Courtesy of Kris Ann Valdez
- I graduated debt-free by earning scholarships, going to school close to home, and working.
- My husband had student loans, and we want our kids to avoid taking out student loans.
- I care more about my kids not going into debt than where they go to college.
When I was 14, I overheard my parents say they would not be paying for their kids to attend a four-year university.
If any of us wanted the traditional college experience, we’d have to figure out how to pay for it ourselves. Community college was always an option, and they’d let us live at home while going to school.
As the oldest kid, I remember feeling stunned at first. For many of my friends, college was treated like an automatic next step that parents somehow financed. But after the disappointment wore off, it lit a fire in me. I threw myself into academics, determined to earn scholarships large enough to make my four-year university dreams possible.
I finished high school with a full-ride academic scholarship to any in-state university. But since my scholarship didn’t include housing, I chose the least glamorous option by attending the school closest to home. I commuted to class, nannied, overloaded credits every semester, including summers, and gratefully accepted the $2,000 a year my parents offered toward expenses.
Mostly living on peanut butter and jelly sandwiches and praying my debit card had enough money to fill up my gas tank, I graduated debt-free in three years. My younger siblings each found their own version of the “scrappy” route, too. My sister started community college classes at 15. My brother launched a business as a teenager.
Watching other people’s choices changed how I viewed college debt
Then I married someone with student loans.
Compared to many other borrowers, my husband’s debt load was actually modest, around $20,000, but in our early years of marriage, even that felt overwhelming. Every time we deferred the loans, the interest just kept on accruing. So we took on side hustles to pay them off faster, working weddings and bar mitzvahs and proctoring ACT tests on weekends.
At the same time, I watched several friends without degrees out-earn many college graduates because they had entered the workforce earlier and developed entrepreneurial skills. Fortunately for them, they weren’t weighed down by student loans.
It dawned on me that the narrative that going to college equals success is a black-and-white view of life that’s not always true.
Working in admissions further made me rethink the “dream school” mentality
My husband and I both worked as university admissions counselors, where we watched families willingly take on staggering amounts of debt in pursuit of their child’s university dream. Some shrugged off six-figure loan amounts as though it was simply the unavoidable cost of giving their children the “full experience.”
But I often walked away from meetings worried that students didn’t understand the long-term choices they were making. My husband and I developed a slogan we used to advise our students: graduate college in the least amount of time possible with the least amount of debt.
It was the only way we could ethically keep doing the job.
Why we won’t fully fund our children’s college educations
As parents, my husband and I are in agreement that we will not pay tens of thousands of dollars for our children to attend a university.

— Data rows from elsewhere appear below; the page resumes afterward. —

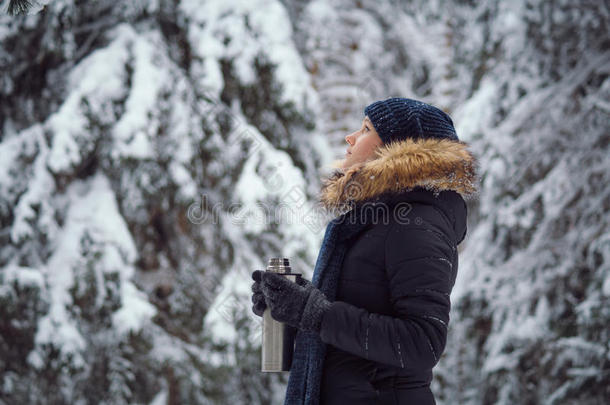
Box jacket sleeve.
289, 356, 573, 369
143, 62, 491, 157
320, 219, 457, 369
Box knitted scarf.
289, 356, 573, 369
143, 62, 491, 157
284, 138, 478, 405
284, 206, 369, 405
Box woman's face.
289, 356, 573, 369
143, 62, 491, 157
341, 116, 383, 169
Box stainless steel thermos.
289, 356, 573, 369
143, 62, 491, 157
261, 257, 301, 372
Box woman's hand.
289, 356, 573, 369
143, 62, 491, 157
252, 270, 331, 332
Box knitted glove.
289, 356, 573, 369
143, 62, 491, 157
261, 271, 331, 333
252, 270, 315, 316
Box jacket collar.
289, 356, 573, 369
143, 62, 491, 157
319, 138, 478, 211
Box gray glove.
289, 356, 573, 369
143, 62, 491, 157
252, 271, 331, 333
252, 270, 315, 316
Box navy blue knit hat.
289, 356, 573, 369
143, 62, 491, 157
364, 98, 458, 144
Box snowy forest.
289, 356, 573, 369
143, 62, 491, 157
0, 0, 610, 405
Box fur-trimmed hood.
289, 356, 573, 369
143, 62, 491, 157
319, 138, 478, 210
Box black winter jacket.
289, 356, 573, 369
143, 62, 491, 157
320, 140, 477, 405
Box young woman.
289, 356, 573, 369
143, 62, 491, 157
252, 98, 478, 405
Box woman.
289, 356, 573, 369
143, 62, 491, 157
252, 98, 478, 405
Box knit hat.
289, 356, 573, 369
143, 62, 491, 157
364, 98, 458, 144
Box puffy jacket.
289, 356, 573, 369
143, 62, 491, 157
320, 140, 477, 405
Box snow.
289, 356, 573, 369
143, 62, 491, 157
29, 174, 155, 367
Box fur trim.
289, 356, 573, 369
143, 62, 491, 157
319, 138, 478, 210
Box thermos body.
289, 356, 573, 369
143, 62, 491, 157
261, 257, 301, 372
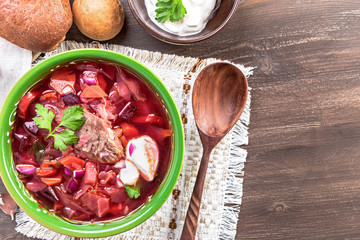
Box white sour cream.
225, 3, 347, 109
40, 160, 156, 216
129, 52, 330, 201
144, 0, 216, 36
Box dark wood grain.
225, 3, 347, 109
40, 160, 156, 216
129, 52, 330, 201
0, 0, 360, 239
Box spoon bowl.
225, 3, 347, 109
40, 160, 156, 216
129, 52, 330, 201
193, 63, 248, 137
181, 62, 248, 240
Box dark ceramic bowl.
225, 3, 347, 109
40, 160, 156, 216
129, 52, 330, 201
128, 0, 241, 45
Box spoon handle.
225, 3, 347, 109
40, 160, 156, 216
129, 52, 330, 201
180, 148, 212, 240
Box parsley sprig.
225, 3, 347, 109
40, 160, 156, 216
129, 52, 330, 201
155, 0, 187, 22
33, 104, 85, 151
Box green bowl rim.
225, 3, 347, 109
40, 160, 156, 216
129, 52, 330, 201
0, 49, 184, 237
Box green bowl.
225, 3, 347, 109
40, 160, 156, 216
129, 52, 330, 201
0, 49, 184, 237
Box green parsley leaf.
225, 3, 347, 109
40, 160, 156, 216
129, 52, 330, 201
33, 104, 85, 151
33, 104, 55, 132
125, 185, 140, 199
53, 129, 79, 151
59, 105, 85, 130
155, 0, 187, 22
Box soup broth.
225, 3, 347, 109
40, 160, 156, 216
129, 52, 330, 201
12, 62, 172, 222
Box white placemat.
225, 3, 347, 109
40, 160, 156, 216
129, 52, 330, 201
0, 41, 253, 240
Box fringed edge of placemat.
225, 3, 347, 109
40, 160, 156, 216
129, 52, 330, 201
15, 41, 254, 240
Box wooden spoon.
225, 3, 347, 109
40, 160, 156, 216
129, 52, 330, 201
181, 62, 248, 240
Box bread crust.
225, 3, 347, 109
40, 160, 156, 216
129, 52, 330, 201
0, 0, 73, 52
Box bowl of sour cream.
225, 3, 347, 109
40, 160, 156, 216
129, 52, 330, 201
128, 0, 241, 45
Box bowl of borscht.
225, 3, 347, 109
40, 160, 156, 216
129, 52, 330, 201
0, 49, 184, 237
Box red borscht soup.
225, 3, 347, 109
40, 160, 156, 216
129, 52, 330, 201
12, 62, 172, 222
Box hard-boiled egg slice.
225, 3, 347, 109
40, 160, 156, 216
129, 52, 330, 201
126, 136, 159, 181
120, 160, 139, 185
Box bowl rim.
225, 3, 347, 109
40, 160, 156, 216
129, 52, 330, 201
127, 0, 241, 45
0, 49, 184, 237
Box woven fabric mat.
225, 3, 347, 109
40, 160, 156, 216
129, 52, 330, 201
10, 41, 253, 240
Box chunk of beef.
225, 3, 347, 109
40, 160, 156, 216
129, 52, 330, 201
75, 109, 124, 163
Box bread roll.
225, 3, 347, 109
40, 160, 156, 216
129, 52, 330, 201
0, 0, 72, 52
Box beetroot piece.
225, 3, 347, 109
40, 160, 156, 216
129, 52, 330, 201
110, 188, 129, 203
24, 121, 39, 135
54, 186, 92, 215
25, 176, 47, 192
61, 93, 80, 106
84, 162, 98, 186
119, 102, 137, 120
14, 133, 31, 151
0, 193, 17, 220
16, 164, 36, 175
80, 193, 110, 217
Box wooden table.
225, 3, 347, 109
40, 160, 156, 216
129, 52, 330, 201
0, 0, 360, 239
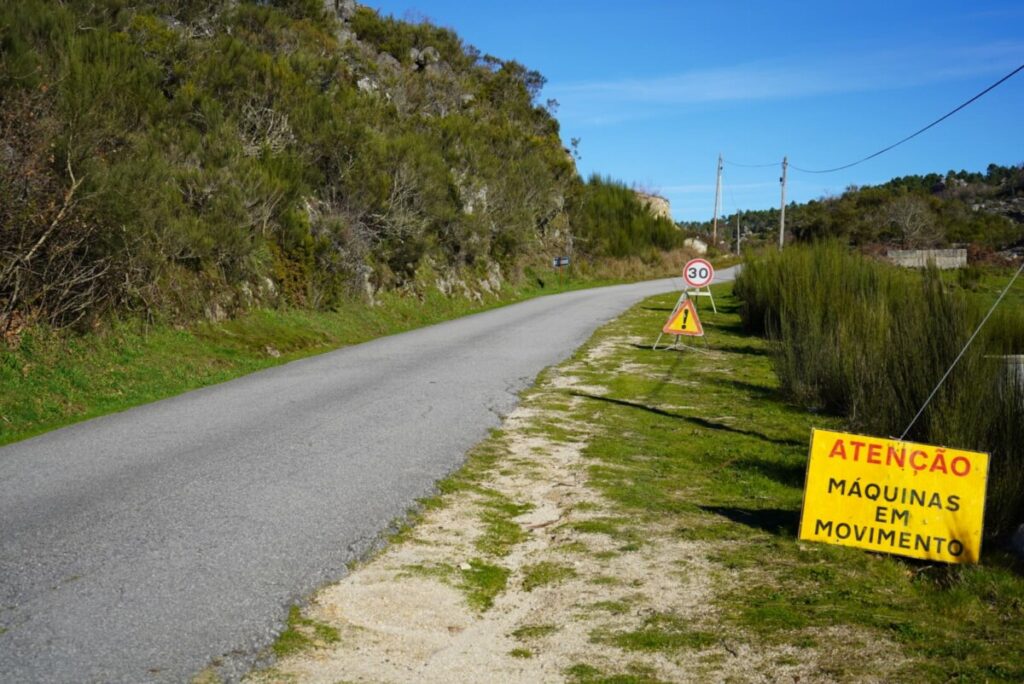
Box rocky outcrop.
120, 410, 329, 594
634, 190, 672, 221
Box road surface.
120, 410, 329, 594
0, 269, 732, 683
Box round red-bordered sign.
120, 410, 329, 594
683, 259, 715, 288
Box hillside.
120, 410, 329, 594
687, 164, 1024, 253
0, 0, 688, 337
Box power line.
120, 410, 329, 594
790, 65, 1024, 173
722, 159, 778, 169
899, 259, 1024, 441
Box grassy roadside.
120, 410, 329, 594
253, 280, 1024, 683
0, 273, 610, 445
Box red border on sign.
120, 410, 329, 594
662, 299, 703, 337
683, 259, 715, 288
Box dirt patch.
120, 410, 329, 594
250, 327, 905, 683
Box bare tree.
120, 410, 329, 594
884, 195, 942, 249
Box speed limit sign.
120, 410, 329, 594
683, 259, 715, 288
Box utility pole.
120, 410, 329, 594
736, 210, 739, 255
711, 153, 722, 245
778, 157, 790, 249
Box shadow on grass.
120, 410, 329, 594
706, 377, 781, 400
699, 506, 800, 537
569, 391, 804, 446
719, 345, 771, 356
733, 460, 807, 489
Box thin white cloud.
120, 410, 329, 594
548, 42, 1024, 113
659, 183, 778, 195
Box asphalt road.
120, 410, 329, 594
0, 269, 732, 683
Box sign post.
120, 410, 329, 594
799, 430, 988, 563
651, 292, 708, 350
651, 259, 718, 350
551, 256, 569, 284
683, 259, 718, 313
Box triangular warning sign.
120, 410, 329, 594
662, 299, 703, 337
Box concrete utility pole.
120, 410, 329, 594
778, 157, 790, 249
736, 210, 739, 254
711, 153, 722, 245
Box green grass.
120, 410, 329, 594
0, 277, 610, 444
565, 662, 663, 684
593, 613, 718, 652
512, 625, 558, 639
272, 605, 341, 657
461, 558, 509, 610
552, 288, 1024, 681
522, 560, 577, 592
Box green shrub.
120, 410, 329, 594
735, 243, 1024, 537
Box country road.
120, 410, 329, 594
0, 268, 733, 682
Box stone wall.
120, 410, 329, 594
888, 249, 967, 268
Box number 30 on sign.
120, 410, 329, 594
683, 259, 715, 288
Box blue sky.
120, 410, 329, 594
367, 0, 1024, 220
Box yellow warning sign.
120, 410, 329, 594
800, 430, 988, 563
662, 299, 703, 337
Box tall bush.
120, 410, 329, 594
735, 243, 1024, 537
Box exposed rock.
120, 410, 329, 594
633, 190, 672, 221
377, 52, 401, 74
324, 0, 358, 24
206, 302, 227, 323
683, 238, 708, 254
409, 45, 441, 71
355, 76, 379, 92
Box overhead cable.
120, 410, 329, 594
722, 159, 778, 169
790, 65, 1024, 173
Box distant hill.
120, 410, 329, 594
685, 164, 1024, 251
0, 0, 675, 327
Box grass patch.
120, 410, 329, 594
564, 662, 664, 684
272, 605, 341, 657
474, 490, 532, 558
460, 559, 509, 610
522, 560, 577, 592
512, 625, 558, 639
593, 613, 718, 652
0, 279, 611, 444
557, 287, 1024, 681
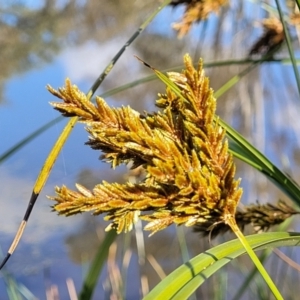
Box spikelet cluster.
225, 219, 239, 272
194, 200, 300, 238
48, 55, 242, 233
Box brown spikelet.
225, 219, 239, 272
49, 55, 242, 237
194, 200, 300, 238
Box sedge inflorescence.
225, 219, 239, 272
48, 55, 242, 237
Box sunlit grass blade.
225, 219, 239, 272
219, 120, 300, 206
0, 0, 171, 270
144, 232, 300, 300
79, 230, 117, 300
0, 58, 300, 164
146, 59, 300, 206
275, 0, 300, 96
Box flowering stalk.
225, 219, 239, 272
48, 55, 281, 299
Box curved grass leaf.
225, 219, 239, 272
144, 232, 300, 300
78, 230, 117, 300
275, 0, 300, 95
0, 58, 300, 164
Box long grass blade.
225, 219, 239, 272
79, 230, 117, 300
138, 58, 300, 206
275, 0, 300, 96
0, 58, 300, 164
144, 232, 300, 300
0, 0, 171, 270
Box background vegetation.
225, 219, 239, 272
0, 0, 300, 299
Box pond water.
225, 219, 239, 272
0, 0, 300, 300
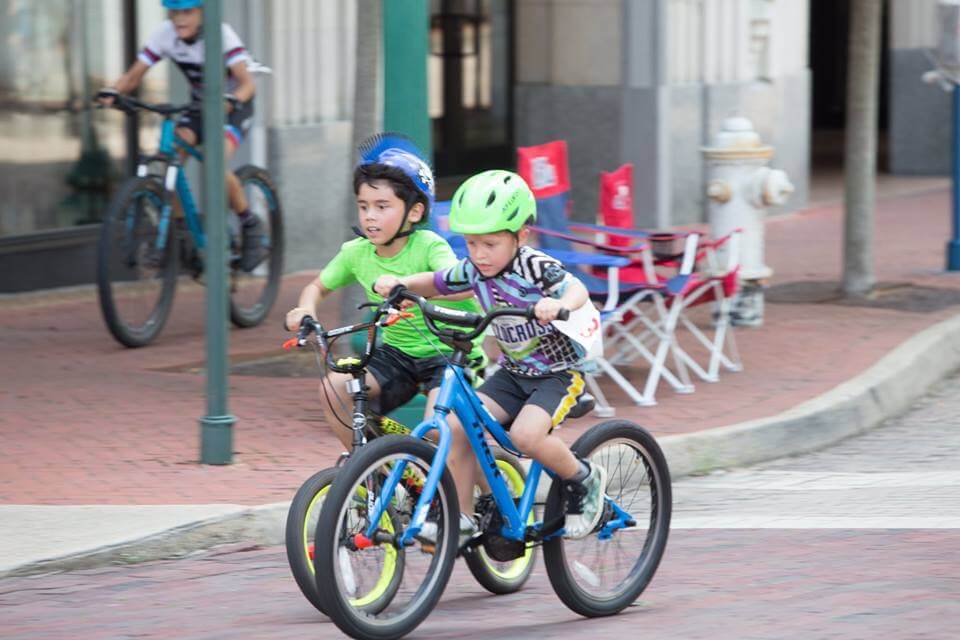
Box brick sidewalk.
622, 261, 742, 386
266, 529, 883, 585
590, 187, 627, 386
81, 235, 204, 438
0, 189, 960, 504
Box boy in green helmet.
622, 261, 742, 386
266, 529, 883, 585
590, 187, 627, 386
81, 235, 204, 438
375, 171, 606, 538
286, 134, 484, 480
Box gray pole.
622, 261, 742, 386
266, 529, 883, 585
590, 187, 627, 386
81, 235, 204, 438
200, 0, 236, 464
843, 0, 883, 296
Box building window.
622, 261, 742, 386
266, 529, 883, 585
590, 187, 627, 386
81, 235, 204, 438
0, 0, 167, 237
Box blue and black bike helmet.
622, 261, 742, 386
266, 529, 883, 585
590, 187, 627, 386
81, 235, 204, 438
163, 0, 203, 9
354, 133, 435, 244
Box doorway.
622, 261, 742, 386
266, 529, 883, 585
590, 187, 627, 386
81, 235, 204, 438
809, 0, 890, 202
428, 0, 514, 190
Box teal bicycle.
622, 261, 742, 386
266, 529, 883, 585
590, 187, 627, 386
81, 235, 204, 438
97, 95, 283, 347
314, 287, 672, 640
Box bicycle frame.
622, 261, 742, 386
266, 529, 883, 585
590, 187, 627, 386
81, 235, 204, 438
144, 117, 206, 251
365, 356, 634, 546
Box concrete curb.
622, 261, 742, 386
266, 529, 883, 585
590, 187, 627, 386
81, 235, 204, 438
0, 502, 290, 579
7, 316, 960, 578
661, 316, 960, 477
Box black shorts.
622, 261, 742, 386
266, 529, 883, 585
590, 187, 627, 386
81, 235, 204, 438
177, 100, 253, 147
477, 368, 584, 427
367, 344, 447, 414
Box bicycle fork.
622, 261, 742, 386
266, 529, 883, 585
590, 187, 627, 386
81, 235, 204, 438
354, 414, 451, 549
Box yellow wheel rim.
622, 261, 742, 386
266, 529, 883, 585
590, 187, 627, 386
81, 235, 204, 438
479, 460, 534, 580
303, 485, 397, 607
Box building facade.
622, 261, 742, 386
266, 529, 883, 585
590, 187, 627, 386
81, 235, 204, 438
0, 0, 949, 292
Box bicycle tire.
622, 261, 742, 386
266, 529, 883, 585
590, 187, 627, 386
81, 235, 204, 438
230, 164, 284, 328
285, 467, 403, 614
543, 420, 672, 618
314, 435, 460, 640
97, 177, 180, 348
463, 447, 537, 595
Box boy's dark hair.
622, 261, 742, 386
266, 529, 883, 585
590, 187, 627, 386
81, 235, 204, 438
353, 162, 430, 224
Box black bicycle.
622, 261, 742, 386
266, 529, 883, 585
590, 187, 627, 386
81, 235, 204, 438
97, 95, 283, 347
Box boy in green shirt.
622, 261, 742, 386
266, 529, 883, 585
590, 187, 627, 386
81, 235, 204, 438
286, 134, 483, 458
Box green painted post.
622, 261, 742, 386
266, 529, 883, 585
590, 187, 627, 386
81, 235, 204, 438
383, 0, 433, 427
383, 0, 433, 154
200, 0, 236, 464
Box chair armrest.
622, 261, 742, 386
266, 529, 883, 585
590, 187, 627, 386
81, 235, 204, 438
543, 249, 633, 267
527, 224, 647, 254
567, 222, 650, 238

We value education, but we also value financial freedom. If one of our children wants to pursue a career with high earning potential that requires extensive schooling, that’s one thing. But we don’t believe an 18-year-old should casually take on $100,000 in debt for a career path that may never realistically allow them to repay it.
I’m more than happy to invest time in helping my kids navigate the scholarship process, educating them on how student loans work, and asking them to review all the options to determine what’s best for their needs — this might mean attending community college, going to trade school, or entering the workforce earlier.
Whatever path my children choose, I just hope they walk away from our home understanding that sometimes the easier or more glamorous path comes with the hardest long-term consequences.